Question

A rocket is launched normal to the surface of earth, away from the Sun, along the line joining the Sun and the Earth. The Sun is $3 \times 10^{5}$ times heavier than the Earth and is at a distance $2.5 \times 10^{4}$ times larger than the radius of the Earth. The escape velocity from Earth's gravitational field is $v _{e}=11.2\, km\, s ^{-1}$. The minimum initial ( $v _{ s }$ ) required for the rocket to be able to leave the Sun-earth system is closest to (Ignore the rotation and revolution of the Earth and the presence of any other planet)
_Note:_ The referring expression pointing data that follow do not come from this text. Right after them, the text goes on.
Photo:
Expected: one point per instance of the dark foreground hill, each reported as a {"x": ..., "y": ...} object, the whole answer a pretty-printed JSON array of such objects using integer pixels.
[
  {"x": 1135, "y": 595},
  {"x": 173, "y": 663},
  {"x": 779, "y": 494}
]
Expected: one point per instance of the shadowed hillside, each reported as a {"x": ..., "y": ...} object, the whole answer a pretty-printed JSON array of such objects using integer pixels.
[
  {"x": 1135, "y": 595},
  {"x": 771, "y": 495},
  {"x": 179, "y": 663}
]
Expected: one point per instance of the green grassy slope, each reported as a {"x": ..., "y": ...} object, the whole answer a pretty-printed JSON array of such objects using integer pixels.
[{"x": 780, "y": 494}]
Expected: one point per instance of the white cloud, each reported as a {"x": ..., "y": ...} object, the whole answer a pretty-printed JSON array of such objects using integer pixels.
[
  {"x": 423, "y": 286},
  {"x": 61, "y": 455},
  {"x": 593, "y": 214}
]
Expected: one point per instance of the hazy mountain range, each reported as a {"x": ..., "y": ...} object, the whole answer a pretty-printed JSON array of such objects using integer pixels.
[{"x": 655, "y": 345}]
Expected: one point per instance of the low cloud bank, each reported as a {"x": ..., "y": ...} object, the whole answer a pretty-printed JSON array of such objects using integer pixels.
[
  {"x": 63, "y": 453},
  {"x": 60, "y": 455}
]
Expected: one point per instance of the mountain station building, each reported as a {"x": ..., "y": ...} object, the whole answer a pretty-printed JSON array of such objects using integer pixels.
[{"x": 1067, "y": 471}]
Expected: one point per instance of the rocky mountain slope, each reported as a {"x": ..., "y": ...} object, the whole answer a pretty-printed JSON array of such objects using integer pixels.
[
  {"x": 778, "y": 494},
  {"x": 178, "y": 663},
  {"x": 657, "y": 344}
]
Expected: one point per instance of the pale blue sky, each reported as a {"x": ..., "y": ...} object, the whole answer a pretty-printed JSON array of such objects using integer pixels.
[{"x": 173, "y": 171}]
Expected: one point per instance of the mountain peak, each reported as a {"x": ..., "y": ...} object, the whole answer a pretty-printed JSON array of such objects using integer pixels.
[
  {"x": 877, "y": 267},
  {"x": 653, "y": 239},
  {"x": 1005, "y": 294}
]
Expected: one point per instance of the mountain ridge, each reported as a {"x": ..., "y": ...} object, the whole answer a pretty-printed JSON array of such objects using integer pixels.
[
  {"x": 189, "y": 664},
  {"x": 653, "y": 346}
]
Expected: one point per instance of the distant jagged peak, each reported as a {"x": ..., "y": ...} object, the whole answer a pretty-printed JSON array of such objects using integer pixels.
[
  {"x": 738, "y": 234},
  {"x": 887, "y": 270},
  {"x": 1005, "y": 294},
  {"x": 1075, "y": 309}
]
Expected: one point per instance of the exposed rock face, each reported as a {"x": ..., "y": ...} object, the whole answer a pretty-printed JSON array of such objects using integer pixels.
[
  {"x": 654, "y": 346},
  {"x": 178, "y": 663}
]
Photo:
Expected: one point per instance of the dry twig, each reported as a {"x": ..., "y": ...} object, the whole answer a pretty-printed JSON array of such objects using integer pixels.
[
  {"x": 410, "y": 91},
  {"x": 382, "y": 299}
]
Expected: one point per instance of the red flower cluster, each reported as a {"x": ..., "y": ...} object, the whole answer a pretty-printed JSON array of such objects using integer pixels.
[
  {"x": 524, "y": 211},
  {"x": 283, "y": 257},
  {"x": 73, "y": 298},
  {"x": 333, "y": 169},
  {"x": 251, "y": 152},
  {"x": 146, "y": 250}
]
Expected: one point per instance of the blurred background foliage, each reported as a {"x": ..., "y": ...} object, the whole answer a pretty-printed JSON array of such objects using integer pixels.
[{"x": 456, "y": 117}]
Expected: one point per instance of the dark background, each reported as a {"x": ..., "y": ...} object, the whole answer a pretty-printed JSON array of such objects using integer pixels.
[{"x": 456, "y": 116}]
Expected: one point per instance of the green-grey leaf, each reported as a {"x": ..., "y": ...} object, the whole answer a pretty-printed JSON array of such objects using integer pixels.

• A. $v_{s} = 22\,km\,s^{-1}$
• B. $v_{s} = 42\,km\,s^{-1}$
• C. $v_{s} = 62\,km\,s^{-1}$
• D. $v_{s} = 72\,km\,s^{-1}$

Answer 1

Answer: (B)

$\frac{1}{2} mv _{ es }^{2}-\frac{ GMm }{ R }-\frac{ G \left(3 \times 10^{5} M \right) \times m }{2.5 \times 10^{4} R }=0$
$\Rightarrow V _{ es }=\sqrt{13}\,\,v _{e}=40.3\, km / s$